If you are a manager in this situation, the following are some things to consider to preserve psychological safety amongst your team:

  1. Be mindful of what you say.
    There are varying opinions around what can legally be shared with others in the organization, but the general rule of thumb is to not say anything about why the person was let go. In addition to legal concerns, this is important to protect the person’s privacy while also modeling how things would be handled if another team member was fired. If they see you handle the situation poorly, they might wonder if you’d do the same to them in a similar situation.
  2. Handle your stuff.
    Process your own fears, feelings, or anything else that might interfere with your ability to hold space for constructive engagement. If you are uncomfortable with conflict (as most of us are), prepare yourself for having difficult conversations. Model how to be present and engage instead of shying away or shutting things down. Strong leadership can bring calm, stability, and trust that will not only help the team move forward but also grow in the process. If you have had challenges with these conversations in the past or anticipate that you might have challenges, start working on these skills now instead of waiting for the situation to arise.
  3. Read the team.
    The culture, size of the team, relationships, and other factors can determine how to handle the situation. In some cases, all the team needs to know in order to move on is that the person is no longer with the company. In others, the team might have concerns, emotions, or uncertainty around how to move forward. Instead of jumping to action, pause to observe and listen to what’s being said, along with your knowledge of the team, in order to determine what would help the team move forward.
  4. Lean in.
    Instead of pretending not to notice the team’s reaction, avoiding engagement, or pushing the team to talk, engage based on where the team is at. Although there’s no need to have long, drawn-out conversations, get to the heart of the matter quickly by using powerful questions such as:

    • What’s hard for you about this?
    • What are your concerns?
    • What do you need from me? From each other?
    • How would you knowing more about the situation help you? (use this question if people ask for more details to get the root of what they really need)
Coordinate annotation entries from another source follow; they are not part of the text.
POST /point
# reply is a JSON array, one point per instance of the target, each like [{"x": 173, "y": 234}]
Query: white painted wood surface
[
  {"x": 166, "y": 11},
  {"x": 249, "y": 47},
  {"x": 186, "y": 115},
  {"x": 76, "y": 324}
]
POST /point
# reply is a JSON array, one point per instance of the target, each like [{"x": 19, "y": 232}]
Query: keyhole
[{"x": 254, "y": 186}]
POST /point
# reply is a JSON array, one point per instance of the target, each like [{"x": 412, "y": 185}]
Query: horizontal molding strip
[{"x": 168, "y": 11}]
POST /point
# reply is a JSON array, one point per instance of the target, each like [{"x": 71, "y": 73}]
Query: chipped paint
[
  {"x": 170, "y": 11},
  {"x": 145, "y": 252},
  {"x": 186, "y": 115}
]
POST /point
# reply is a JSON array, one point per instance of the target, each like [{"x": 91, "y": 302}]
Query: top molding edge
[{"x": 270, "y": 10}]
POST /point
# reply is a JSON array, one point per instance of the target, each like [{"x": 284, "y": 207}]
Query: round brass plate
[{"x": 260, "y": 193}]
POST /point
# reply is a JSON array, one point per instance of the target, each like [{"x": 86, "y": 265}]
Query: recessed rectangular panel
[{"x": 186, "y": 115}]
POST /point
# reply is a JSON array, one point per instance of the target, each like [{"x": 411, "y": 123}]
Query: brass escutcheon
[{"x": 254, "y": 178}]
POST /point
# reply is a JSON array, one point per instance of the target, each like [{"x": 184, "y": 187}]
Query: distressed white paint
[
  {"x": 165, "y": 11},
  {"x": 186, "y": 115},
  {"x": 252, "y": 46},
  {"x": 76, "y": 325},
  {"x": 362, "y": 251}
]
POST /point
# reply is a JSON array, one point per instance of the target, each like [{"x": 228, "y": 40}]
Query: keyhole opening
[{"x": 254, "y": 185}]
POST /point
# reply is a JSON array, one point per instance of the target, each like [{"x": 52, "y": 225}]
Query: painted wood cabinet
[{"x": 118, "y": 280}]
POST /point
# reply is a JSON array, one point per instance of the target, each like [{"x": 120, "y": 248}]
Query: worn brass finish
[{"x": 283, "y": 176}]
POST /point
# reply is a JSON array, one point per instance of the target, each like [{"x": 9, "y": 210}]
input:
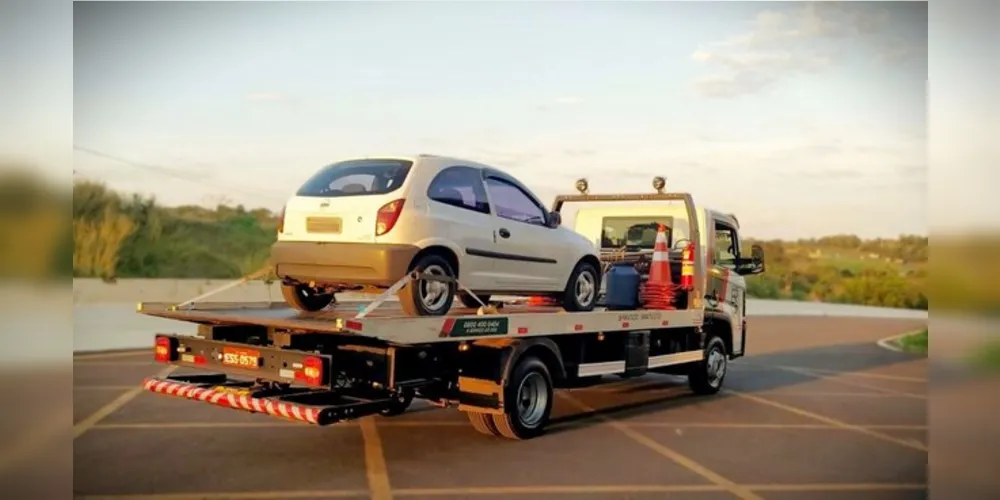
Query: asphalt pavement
[{"x": 815, "y": 410}]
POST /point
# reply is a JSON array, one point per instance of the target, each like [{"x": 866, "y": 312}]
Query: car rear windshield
[
  {"x": 357, "y": 178},
  {"x": 632, "y": 233}
]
    These questions can surface underlying fears, concerns, and needs. Ask follow-up questions to dig deeper. Focus on what the team needs rather than making it about the person who left. As much as possible, hold space to support the team instead of siding with or diminishing them.

  5. Remain open and available.
    In order to move past their discomfort, managers might take a one-and-done approach and assume that one conversation is enough. However, this is rarely the case. Although there’s no need to force the issue, remain receptive and observant. Notice if the team or individuals seem impacted and follow up if you sense that things are off. If people continue to bring forth concerns, continue to lean in and discuss them. Whether it’s a few hours or a few months later, demonstrate that you are there for whatever the team needs. If concerns persist, it’s likely that you haven’t yet gotten to the root of what’s impacting them or what they really need. If so, continue to listen and ask questions to find out what’s really going on instead of trying to tell them that there’s nothing to worry about.